Il replia soigneusement la lettre et la rangea dans une poche de son uniforme.
— Emmenez-le ! ordonna-t-il à ses hommes.
Puis il se tourna vers les concubines.
— Aurez-vous besoin d’aide pour rentrer ? demanda-t-il.
— Moi ça ira, répondit Deirane. Après tout, je n’ai été que torturée à l’électricité. J’ai bénéficié d’un bon entraînement dans cette pratique, grâce à lui d’ailleurs. Nëjya ?
— Ça ira aussi, ajouta l’intéressée.
Le chef des eunuques prit la tête de sa troupe et donna le signal du retour.
Il restait un dernier point à régler. Quand tout le monde lui tourna le dos, Deirane sortit de son corsage un petit sachet de papier. Elle l’ouvrit, il recelait une poudre qu’elle aspira. Elle connaissait l’existence de drogue absorbée de cette manière. Mais comment faisaient-ils pour la consommer tant l’effet lui parut désagréable ? C’était comme de respirer de la farine. Elle fit disparaître le contenant dans un buisson. Elle comptait sur l’immensité du parc et l’aspect volontairement semi-sauvage de cette forêt pour que personne ne le trouvât. Et la prochaine pluie le dissoudrait.
Ils atteignaient le pied de l’escalier qui menait au harem, quand elle poussa un cri. Elle s’effondra en se tenant le ventre.
— Que lui arrive-t-il encore ? s’écria Biluan, mais vous ne voyez pas que c’est du cinéma.
— Gardez votre voix pour plus tard. Vous en aurez besoin quand on vous interrogera.

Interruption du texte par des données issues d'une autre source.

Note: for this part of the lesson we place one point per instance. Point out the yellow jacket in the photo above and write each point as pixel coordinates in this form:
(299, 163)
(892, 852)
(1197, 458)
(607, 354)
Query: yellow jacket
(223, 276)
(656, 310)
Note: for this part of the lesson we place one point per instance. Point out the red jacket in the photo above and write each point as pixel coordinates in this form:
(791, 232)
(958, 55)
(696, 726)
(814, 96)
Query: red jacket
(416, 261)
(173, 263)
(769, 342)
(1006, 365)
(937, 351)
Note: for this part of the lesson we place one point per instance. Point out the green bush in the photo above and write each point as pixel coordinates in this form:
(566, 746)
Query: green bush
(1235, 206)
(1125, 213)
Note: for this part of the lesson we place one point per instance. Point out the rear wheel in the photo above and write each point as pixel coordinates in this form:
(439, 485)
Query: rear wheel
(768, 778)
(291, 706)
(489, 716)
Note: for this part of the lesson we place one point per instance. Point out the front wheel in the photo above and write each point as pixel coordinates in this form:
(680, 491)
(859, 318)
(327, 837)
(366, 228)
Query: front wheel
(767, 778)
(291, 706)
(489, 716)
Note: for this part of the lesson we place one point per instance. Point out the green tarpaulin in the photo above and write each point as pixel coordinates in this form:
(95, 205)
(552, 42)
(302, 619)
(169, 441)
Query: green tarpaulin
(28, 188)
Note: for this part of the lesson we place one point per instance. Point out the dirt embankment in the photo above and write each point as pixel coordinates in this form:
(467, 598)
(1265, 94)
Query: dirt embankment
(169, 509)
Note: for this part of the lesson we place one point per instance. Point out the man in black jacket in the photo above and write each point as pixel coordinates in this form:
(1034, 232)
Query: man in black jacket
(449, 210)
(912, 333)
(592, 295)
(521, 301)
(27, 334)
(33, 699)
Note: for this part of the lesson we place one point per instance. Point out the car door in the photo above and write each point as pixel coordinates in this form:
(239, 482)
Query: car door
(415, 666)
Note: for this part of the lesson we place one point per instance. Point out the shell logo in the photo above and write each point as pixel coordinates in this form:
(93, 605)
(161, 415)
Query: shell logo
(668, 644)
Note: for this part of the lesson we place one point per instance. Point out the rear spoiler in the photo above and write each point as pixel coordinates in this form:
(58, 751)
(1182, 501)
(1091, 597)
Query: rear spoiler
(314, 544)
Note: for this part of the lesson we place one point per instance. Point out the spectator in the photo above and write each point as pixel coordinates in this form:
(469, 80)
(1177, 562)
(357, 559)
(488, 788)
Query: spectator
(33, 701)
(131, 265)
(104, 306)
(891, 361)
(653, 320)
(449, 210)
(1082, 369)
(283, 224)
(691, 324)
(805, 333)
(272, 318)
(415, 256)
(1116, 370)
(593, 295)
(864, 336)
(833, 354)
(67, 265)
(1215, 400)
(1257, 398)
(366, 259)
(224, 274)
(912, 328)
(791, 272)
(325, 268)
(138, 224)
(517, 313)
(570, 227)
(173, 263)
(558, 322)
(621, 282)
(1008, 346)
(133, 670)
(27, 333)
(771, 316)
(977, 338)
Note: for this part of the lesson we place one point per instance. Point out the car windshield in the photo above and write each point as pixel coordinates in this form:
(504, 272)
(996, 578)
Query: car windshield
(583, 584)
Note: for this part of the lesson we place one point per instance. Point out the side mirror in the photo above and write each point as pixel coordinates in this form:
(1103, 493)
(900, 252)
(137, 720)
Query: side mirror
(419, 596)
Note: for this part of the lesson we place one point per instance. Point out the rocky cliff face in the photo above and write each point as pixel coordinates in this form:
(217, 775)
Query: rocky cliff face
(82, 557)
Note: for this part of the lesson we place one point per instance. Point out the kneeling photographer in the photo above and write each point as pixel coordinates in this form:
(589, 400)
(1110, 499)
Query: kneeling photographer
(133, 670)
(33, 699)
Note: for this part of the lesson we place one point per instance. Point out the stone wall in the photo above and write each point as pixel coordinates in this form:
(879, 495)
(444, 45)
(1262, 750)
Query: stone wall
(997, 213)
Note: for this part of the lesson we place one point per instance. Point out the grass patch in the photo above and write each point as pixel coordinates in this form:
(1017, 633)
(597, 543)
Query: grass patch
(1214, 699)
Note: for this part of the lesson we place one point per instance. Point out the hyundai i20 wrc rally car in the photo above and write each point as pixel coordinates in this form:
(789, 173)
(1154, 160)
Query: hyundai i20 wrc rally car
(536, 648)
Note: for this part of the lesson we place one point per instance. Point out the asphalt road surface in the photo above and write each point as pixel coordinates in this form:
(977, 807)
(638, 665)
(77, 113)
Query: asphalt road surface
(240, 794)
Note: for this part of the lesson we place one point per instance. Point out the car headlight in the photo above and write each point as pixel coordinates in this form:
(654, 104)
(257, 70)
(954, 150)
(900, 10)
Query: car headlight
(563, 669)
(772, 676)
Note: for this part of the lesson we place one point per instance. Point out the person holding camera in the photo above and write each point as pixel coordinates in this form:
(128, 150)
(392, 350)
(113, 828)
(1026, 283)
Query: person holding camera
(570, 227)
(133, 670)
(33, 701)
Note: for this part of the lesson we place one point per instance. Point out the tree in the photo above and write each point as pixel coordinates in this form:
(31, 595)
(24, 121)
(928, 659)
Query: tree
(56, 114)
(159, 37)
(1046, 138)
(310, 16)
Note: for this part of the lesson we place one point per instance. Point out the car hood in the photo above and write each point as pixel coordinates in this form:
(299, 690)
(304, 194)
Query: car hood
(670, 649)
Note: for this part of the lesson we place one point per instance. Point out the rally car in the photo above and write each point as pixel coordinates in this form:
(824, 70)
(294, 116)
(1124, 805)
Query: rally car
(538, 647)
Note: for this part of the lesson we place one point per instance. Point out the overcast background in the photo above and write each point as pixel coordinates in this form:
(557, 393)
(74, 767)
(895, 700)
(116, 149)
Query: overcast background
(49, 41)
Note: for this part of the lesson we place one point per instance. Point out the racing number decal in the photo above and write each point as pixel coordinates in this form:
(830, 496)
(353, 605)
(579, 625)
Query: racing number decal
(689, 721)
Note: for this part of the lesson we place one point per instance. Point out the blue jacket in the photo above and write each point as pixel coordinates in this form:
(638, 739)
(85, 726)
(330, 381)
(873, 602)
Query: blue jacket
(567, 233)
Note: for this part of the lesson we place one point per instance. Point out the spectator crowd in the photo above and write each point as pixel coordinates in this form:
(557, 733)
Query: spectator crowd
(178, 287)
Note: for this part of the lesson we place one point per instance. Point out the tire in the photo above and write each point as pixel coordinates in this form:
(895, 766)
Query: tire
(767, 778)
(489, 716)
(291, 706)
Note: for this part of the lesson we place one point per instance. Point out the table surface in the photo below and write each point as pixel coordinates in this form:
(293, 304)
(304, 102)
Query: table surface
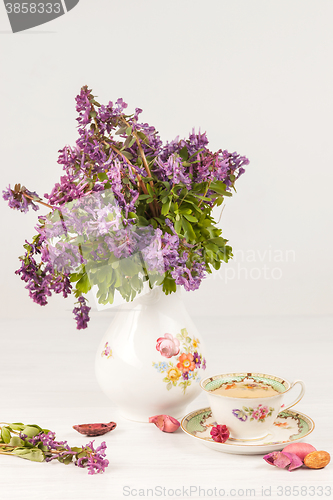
(47, 377)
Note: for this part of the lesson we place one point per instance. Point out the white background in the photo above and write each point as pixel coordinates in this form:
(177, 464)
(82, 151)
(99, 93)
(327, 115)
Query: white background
(257, 77)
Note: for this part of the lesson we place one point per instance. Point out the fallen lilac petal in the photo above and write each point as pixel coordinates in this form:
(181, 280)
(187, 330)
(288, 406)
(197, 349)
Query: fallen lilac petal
(165, 423)
(295, 461)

La menace coupa court à toute les interventions du négrier. Il venait de comprendre qu’il allait souffrir. Et peut-être mourir. Il lança un regard de haine à Deirane. Mais seule Nëjya le remarqua.
Le chef de la troupe envoya son collègue découvrir ce qui se passait. Ce dernier s’accroupit devant la jeune femme qui se tordait de douleur. Il l’examina rapidement. Puis il la souleva dans ses bras pour la ramener à l’intérieur.